Friday 28 August 2015

Twitter

In the BBC’s new programme cycle – The Big Blue- four male dolphins pursue a female in oestrus across the ocean floor. Then, acting together, they pin her to the sand to verify that she is receptive and prepare to copulate with her. Such behaviour in human society would, generally, be condemned, but dolphins are animals and, so, we observe it and allow it as normal on the grounds of the animal nature of the creature we are studying. We do not hear calls for the setting up of a rape crisis force for dolphins. And this is in sharp opposition to the fact that dolphins are often held up as creatures whose intelligence rivals ours and whose proximity to us is frequently hymned.

Some might say that one of the most important markers of human civilization is the way in which the female of our species is treated. Human females are just as vulnerable to the kind of treatment meted out to the female dolphin in the Big Blue, but, on the whole, society militates against such treatment.

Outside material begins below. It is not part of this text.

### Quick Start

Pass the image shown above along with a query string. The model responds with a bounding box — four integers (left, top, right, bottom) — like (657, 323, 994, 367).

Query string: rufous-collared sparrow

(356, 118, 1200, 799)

The fact that our females are protected against it is a major plank in what we consider to be our civilization. Dolphin-like behaviour lurks beneath the surface at all times. Every young woman needs to be aware of the danger of rape and, in regions where the rule of law has broken down, such as war zones, rape is widespread; the animal prevails, male strength and concupiscence imposes itself unrestrainedly and the first to suffer is the female.

So, a mark of civilization, is the respect of womankind. In civilised societies woman’s humanity – her ability to think and make rational choices, are placed on a pedestal above her merely animal nature. She is not just a sex object and there is no such thing as open season on her body. These things are institutionalized with laws and marital arrangements, all of which protect women from abuse (this is not to say that other kinds of abuse cannot take place within such institutions or that women cannot be forced, abusively, into them, against their wills at times – but this is another issue). A woman makes her choice regarding with whom she will mate and that choice is respected and protected by society. Thus we have set up a form of civilisation.

Twitter is based, in corporeal form, in California in the United States. Where, however, is the Twittersphere located? In a sense it is nowhere being a virtual creation that obtains in the nowhere world of the Internet. I say nowhere because it is under no one state’s jurisdiction. What does this mean in terms of civilization? It means that, when a female ventures into the Twittersphere, she is, effectively entering the lawless and dangerous bar in Star Wars where renegades, mutants, uncivilized halflings, trolls and the most gross male brute force rule the roost. There is no law there and no civilisation. Only a foolish female would go there.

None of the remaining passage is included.